Are we getting dumber? It’s more like we’ve forgotten what makes us good at being human. Doing. Experiencing. Failing. Living!
Confidence, self-esteem, the feeling of inner and outer sexiness, all the things we want as adults, comes only by setting goals for ourselves, big and small, and going after them. Yes, we bomb miserably a whole lot of the time, but even that builds mettle and toughness, and eventually when we do score a few wins, our inner self-reflection looks a whole lot more beautiful in the mirror. So beautiful that when those digital beauties come calling for you, you
can roll your eyes and say “Sorry, I’m out of your league.”
YOUNG WORLD is my manifesto to building self-esteem and experience — not just in teenage readers, but every reader who feels like they had their experience shortcut. Maybe that’s why I was so messianic about the book in the nearly 3 years it took to bring it to life. It was my secret way of filling in the holes of my own self-worth that I was missing.
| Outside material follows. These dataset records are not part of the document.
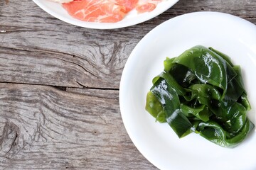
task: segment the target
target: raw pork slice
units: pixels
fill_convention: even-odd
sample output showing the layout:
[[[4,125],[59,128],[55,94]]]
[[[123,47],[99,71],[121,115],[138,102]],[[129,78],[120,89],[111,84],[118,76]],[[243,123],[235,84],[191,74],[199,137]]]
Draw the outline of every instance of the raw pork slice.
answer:
[[[90,22],[116,23],[134,8],[138,0],[75,0],[63,6],[73,17]]]
[[[63,3],[68,13],[89,22],[116,23],[136,8],[139,13],[153,11],[162,0],[74,0]]]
Writing the book healed me along the way and I can only hope will heal some of you too.
In the meantime, next time a Hot Guy or Girl shows up on your feed without your permission, asking if you want to know their secrets, just hit the settings on the post and look for the button that says… ’Not Interested.’
Your turn.
Are we getting dumber? Smarter? In what ways?
Until next week —
I don't think we are getting dumber. I just think covid kind of made us mentally stunned for a while and then the USA election happen. People don't know if they're going to have money . Since I don't think it a generational problem it's younger voice being drowned out by elders who say we know best and better for you.
We're not getting dumber. We're getting less alive. In Adam Gidwitz's Max in the House of Spies, there is a 3 page speech about living life and how failure is better than lying around doing nothing. I think all people need to read it; they need the reminder that life is meant to be lived.